The Bank for International Settlements (BIS) unveiled a study highlighting critical deficiencies within stablecoins, emphasizing their inability to ensure the stability of fiat currency markets. According to the report, central bank-regulated models are deemed superior to private stablecoins, which lack essential mechanisms to guarantee fiat currency market stability.
The study delves into the vulnerabilities of stablecoin settlement mechanisms from a "monetary view" perspective and draws parallels between onshore and offshore US dollar settlements. It explores the concept of private bank credit reaching its elastic limit in Eurodollar and FX markets, necessitating intervention by central bank credit to safeguard par value in global dollar settlements.
Stablecoins intertwine on-chain and off-chain funding, maintaining parity with fiat dollars through various methods such as reserves, over-collateralization, and algorithmic trading protocols. However, the study raises concerns regarding their reliance on short-term safe US dollar assets as reserves, pointing out the misconception of solvency based on short-term liquidity.

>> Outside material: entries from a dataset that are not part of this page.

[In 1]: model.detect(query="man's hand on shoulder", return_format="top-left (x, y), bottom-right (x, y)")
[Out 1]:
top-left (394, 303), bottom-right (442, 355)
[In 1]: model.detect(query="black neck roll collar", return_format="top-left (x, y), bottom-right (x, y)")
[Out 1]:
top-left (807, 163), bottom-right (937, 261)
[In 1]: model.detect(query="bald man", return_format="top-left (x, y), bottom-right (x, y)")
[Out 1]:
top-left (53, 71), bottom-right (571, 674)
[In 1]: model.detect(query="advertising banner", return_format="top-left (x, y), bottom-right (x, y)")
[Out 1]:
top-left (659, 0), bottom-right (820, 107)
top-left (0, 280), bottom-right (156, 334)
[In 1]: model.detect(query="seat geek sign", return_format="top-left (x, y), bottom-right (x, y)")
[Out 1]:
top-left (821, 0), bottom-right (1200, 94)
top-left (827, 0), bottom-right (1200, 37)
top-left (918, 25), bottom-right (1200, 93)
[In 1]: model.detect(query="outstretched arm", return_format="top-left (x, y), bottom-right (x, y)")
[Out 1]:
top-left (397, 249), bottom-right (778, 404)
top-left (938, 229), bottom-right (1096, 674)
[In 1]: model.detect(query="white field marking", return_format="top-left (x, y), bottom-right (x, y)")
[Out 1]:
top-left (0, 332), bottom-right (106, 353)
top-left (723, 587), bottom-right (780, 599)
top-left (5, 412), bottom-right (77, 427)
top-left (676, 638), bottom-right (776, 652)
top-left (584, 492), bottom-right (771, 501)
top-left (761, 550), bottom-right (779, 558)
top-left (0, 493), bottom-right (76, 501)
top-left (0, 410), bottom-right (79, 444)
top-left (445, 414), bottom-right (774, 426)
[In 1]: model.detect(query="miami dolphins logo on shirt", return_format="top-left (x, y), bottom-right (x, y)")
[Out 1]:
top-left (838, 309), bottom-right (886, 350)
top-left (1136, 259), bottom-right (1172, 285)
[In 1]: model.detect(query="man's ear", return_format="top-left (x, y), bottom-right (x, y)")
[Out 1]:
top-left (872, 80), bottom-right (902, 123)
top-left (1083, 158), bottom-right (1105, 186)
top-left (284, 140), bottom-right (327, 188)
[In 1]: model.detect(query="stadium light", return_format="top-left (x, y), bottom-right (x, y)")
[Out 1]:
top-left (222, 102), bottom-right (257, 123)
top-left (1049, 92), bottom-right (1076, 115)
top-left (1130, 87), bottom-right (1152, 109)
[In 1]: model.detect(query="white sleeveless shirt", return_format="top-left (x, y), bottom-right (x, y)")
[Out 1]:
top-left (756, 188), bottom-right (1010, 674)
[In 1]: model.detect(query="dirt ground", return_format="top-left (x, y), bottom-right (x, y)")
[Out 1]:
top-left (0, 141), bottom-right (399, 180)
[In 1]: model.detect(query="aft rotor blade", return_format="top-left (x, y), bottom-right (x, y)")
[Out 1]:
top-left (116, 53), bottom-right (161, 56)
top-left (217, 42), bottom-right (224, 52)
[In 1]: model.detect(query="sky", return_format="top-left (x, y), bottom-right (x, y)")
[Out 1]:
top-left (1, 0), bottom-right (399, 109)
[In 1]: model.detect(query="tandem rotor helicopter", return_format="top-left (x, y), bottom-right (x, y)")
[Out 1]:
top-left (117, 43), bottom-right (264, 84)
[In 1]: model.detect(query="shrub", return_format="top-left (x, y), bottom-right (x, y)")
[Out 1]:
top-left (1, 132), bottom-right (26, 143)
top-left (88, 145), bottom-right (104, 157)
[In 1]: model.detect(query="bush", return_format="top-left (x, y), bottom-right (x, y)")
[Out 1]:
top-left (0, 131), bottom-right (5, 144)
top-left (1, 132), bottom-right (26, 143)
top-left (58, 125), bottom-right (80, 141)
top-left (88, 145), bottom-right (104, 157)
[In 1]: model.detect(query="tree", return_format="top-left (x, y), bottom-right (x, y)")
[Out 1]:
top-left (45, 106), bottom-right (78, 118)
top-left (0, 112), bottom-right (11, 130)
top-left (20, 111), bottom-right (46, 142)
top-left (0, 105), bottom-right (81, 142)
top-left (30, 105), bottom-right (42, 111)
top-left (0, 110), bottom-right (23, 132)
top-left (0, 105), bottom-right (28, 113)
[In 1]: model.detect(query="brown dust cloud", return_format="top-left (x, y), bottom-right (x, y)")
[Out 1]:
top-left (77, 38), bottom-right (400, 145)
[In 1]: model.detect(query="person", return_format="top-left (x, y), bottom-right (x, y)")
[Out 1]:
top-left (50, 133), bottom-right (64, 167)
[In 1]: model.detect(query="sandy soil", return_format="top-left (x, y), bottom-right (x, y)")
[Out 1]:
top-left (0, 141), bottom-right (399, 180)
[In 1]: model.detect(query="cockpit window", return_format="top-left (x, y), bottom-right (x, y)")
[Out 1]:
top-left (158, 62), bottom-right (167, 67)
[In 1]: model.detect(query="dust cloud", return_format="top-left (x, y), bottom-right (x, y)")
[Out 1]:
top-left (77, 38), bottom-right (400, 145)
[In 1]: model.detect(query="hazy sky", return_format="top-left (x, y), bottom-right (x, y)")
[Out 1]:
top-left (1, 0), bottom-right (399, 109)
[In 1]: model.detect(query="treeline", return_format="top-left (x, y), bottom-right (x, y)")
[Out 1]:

Moreover, stablecoins' stability is tethered to fiat market conditions, lacking mechanisms akin to those ensuring liquidity in banking systems during economic turmoil. The study highlights instances like the 2023 banking crisis where stablecoins, like USDC, relying on liquid reserves at financial institutions, faced uncertainty amid banking challenges.
The study underscores the challenge of stablecoins maintaining parity with each other and identifies blockchain bridges as problematic due to their inability, unlike FX traders, to absorb imbalances in order flow. The lack of regulatory accountability networks poses further difficulties for stablecoins, proposing a model solution where all claims are settled within regulatory boundaries, leveraging the credibility of a mature banking system.
The BIS's intensified focus on stablecoins, as demonstrated by their recent study on stablecoin failures to maintain pegged value, parallels the legislative attention they're receiving in the EU, UK, and US, indicating the increasing significance of stablecoins within the financial sector.